As your intuition correctly noted, the volume of the steam "cavity" tends to infinite for an open container, reason for which no molecules remain close enough to the interphase as to jump back into the liquid (reason for which the liquid eventually disappears from the open container).
Nevertheless, the liquid remains pressurized at 1 atmosphere.
Any formation of steam still must "fight" against that pressure (which remains constant).
This is all about the kinetic energy that the molecules of liquid and vapor have to jump back and forth through the liquid-vapor interphase.
We have only two practical ways to measure that molecular energy: temperature and pressure (at constant volume or closed fixed walls container).
Vapor pressure is an indirect value that is proportional to the internal kinetic energy of the vaporizing liquid, nothing else.
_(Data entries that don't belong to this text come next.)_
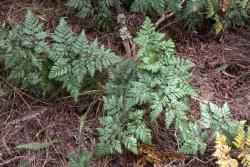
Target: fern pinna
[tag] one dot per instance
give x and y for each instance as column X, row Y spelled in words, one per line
column 156, row 79
column 74, row 57
column 25, row 48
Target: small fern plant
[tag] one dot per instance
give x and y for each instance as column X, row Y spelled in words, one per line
column 26, row 49
column 241, row 144
column 74, row 58
column 154, row 83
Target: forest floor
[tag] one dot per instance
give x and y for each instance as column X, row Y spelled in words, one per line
column 221, row 74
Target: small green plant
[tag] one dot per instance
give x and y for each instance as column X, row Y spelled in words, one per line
column 104, row 12
column 155, row 83
column 25, row 49
column 68, row 59
column 240, row 144
column 74, row 57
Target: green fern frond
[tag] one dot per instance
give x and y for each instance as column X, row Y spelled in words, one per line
column 74, row 58
column 25, row 51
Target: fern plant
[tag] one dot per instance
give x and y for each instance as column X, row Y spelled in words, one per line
column 74, row 57
column 26, row 50
column 153, row 84
column 231, row 15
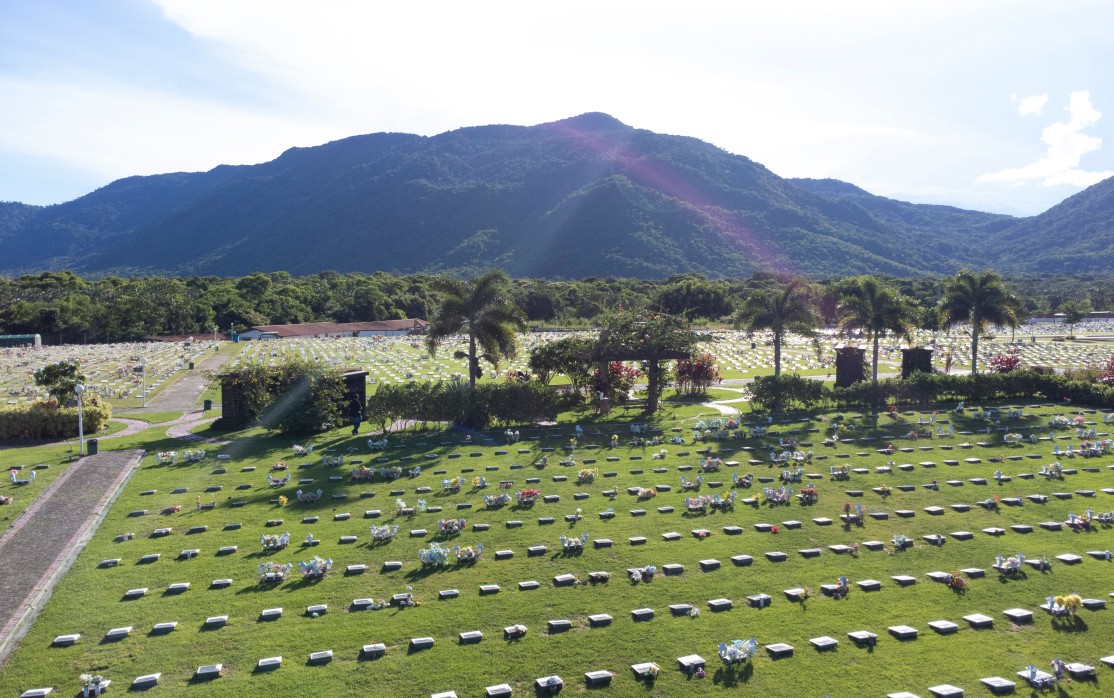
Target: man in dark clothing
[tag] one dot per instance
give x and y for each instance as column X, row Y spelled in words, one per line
column 355, row 412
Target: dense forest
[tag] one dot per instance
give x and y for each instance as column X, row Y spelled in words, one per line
column 67, row 308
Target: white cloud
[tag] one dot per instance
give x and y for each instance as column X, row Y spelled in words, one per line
column 1067, row 144
column 1031, row 105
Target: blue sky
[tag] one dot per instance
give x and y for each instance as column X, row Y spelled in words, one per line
column 993, row 105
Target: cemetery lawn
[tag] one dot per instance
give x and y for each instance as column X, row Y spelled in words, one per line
column 90, row 600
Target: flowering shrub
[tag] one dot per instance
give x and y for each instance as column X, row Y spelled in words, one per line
column 1005, row 363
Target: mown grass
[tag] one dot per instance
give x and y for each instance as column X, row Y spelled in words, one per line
column 89, row 600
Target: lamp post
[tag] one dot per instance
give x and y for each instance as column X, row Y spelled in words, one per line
column 80, row 425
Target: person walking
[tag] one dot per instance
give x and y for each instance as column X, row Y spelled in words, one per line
column 355, row 412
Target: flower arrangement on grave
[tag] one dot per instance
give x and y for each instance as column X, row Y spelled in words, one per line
column 274, row 571
column 574, row 543
column 810, row 494
column 495, row 501
column 1080, row 522
column 451, row 527
column 1010, row 564
column 644, row 573
column 738, row 651
column 1068, row 605
column 309, row 498
column 452, row 484
column 315, row 568
column 957, row 582
column 468, row 553
column 526, row 498
column 381, row 533
column 435, row 556
column 272, row 542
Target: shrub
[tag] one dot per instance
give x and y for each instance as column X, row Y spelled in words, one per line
column 46, row 420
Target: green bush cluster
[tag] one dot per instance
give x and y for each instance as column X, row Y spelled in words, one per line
column 455, row 402
column 793, row 392
column 45, row 420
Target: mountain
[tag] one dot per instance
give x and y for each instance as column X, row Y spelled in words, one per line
column 586, row 196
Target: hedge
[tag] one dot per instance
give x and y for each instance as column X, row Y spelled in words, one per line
column 40, row 420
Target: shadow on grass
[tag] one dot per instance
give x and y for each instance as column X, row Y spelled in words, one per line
column 733, row 676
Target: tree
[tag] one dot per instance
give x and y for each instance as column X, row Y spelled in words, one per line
column 782, row 308
column 978, row 298
column 1073, row 314
column 60, row 379
column 878, row 311
column 482, row 308
column 653, row 338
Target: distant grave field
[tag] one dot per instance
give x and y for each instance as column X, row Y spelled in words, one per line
column 629, row 557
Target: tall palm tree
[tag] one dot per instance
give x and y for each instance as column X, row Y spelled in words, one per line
column 877, row 310
column 981, row 300
column 482, row 308
column 781, row 310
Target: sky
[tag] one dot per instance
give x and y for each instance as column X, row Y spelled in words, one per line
column 1000, row 106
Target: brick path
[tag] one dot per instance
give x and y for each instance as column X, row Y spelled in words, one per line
column 44, row 542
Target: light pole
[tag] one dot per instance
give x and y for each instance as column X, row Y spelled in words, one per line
column 80, row 426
Rather than a cause, it is a consequence of the heat that has been absorbed or yield by the substance, which is what modify the thermodynamic characteristics.
For our closed container:
More external thermal energy being transferred into it increases the kinetic energy of each molecule of liquid: measured temperature increases.
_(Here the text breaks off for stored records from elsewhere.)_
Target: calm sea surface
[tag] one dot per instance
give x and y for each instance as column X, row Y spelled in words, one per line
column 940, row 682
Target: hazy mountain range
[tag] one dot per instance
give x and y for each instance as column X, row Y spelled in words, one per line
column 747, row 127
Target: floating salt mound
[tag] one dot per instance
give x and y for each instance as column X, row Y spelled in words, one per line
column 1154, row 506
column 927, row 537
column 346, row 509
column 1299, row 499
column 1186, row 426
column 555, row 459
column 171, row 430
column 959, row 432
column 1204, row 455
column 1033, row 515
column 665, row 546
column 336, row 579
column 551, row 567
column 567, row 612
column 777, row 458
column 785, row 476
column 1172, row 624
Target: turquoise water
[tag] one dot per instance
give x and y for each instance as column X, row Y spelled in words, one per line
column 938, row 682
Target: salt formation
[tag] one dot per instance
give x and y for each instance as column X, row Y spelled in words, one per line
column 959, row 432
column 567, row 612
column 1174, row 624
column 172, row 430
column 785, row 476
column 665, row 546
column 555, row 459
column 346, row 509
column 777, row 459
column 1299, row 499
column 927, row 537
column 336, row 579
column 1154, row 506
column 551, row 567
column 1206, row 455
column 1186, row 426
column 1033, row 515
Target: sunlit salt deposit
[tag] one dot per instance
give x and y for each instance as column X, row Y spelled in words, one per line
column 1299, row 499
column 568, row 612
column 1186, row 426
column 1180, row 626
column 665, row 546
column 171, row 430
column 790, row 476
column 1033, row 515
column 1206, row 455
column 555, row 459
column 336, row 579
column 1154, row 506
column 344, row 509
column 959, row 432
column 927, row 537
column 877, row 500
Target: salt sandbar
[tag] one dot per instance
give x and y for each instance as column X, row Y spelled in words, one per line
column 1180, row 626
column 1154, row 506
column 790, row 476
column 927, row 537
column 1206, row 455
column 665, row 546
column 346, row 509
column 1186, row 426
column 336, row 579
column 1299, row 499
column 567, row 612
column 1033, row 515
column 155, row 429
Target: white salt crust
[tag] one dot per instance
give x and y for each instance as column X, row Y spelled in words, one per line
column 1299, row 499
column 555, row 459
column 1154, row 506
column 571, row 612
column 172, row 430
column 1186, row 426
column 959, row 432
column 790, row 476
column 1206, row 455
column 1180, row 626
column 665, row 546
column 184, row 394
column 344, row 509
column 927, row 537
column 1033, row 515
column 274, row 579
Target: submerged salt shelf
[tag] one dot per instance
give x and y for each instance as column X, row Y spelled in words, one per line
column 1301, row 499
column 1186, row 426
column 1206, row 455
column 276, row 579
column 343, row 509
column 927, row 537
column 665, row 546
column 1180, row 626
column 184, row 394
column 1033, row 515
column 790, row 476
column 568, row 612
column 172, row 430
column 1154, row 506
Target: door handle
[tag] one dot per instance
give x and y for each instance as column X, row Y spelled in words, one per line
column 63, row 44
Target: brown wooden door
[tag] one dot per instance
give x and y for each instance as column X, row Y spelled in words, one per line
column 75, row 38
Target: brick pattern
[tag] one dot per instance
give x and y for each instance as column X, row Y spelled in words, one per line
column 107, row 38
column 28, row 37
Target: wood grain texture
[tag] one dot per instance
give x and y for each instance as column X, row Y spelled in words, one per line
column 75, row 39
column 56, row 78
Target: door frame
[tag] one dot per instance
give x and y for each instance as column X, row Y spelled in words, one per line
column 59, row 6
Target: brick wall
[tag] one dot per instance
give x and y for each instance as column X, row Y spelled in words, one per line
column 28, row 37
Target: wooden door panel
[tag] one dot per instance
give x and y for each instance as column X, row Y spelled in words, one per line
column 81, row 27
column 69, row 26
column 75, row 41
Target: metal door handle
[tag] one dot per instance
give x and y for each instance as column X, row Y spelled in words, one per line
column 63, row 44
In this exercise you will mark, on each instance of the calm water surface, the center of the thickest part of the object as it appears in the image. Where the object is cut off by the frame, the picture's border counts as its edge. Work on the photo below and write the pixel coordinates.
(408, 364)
As a consequence, higher number of molecules, which have higher velocity, jump out of the liquid and into the cavity containing steam or gas: measured pressure increases.
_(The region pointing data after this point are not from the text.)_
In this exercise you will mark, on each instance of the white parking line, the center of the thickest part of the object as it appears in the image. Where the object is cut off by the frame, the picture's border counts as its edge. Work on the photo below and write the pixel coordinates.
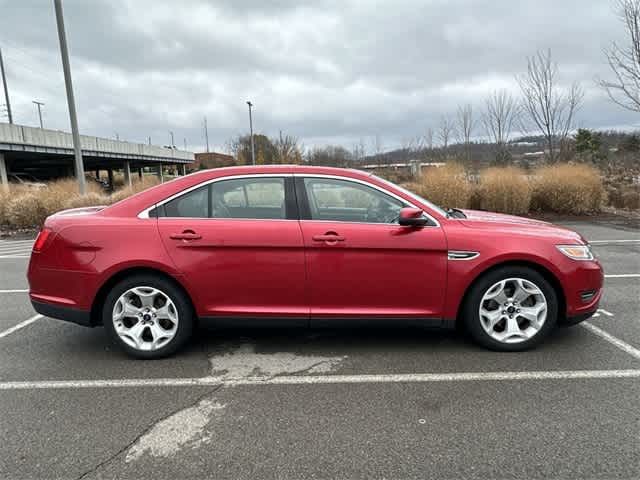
(28, 321)
(603, 242)
(622, 345)
(322, 379)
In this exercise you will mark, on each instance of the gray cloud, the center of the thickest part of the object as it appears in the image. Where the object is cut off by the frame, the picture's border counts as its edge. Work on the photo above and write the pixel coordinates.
(327, 71)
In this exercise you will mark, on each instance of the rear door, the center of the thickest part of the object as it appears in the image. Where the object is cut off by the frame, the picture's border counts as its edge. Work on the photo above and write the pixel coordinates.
(238, 243)
(360, 262)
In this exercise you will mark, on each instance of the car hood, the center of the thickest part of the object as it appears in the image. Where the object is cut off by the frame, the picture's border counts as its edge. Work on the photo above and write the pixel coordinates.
(512, 223)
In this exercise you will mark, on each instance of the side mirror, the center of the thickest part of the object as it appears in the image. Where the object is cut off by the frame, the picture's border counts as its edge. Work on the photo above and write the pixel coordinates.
(412, 217)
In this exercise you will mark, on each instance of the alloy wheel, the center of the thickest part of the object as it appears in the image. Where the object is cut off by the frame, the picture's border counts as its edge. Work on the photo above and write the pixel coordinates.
(145, 318)
(513, 310)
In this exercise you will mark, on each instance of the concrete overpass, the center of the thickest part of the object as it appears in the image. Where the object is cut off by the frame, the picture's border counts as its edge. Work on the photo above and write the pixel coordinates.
(49, 154)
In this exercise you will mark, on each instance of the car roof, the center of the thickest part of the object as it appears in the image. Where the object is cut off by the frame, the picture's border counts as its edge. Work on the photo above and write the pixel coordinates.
(146, 198)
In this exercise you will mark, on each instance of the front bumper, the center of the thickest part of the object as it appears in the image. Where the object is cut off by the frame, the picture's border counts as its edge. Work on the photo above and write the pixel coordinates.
(65, 313)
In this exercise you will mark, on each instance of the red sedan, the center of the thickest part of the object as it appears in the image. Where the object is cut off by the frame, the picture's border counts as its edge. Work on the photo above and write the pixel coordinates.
(306, 246)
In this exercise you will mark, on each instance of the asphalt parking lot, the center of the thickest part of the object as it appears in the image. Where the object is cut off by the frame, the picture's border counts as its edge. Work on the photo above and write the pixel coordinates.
(325, 404)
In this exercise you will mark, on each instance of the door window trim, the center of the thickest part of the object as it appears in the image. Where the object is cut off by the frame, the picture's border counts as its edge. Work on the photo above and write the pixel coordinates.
(305, 211)
(289, 198)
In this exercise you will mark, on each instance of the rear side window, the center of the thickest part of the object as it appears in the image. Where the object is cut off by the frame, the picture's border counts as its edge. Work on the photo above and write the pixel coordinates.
(250, 198)
(194, 204)
(261, 198)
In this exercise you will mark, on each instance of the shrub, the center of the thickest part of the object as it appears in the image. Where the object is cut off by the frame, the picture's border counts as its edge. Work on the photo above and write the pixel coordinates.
(631, 199)
(446, 186)
(26, 210)
(566, 188)
(505, 190)
(90, 199)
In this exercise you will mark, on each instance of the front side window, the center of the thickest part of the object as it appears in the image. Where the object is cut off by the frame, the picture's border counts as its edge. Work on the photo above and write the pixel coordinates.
(346, 201)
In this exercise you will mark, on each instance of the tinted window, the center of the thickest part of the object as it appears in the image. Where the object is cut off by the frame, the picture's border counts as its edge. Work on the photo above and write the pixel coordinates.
(194, 204)
(249, 198)
(345, 201)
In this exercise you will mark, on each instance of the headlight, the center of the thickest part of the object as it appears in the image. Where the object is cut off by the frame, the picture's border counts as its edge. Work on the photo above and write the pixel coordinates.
(577, 252)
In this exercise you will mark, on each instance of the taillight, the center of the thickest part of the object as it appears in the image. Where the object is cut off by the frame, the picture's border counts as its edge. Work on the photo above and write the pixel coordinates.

We then say that the vaporization phase is initiated and ended at a constant pressure and within a range of fixed temperature values.
When balance is reached, exactly the same number of molecules jump back into the liquid (reason for which the level of the liquid remains constant within the closed container).
More external thermal energy being transferred into the liquid-vapor mix, or subtracted from it, naturally changes the molecular energy, as well as those previous values of pressure and temperature.
Step by step, by modifying the internal energy of the liquid-vapor mix, a curve and a table can be created.
Those serve to predict exactly how that mix will behave regarding vaporization and condensation for that substance.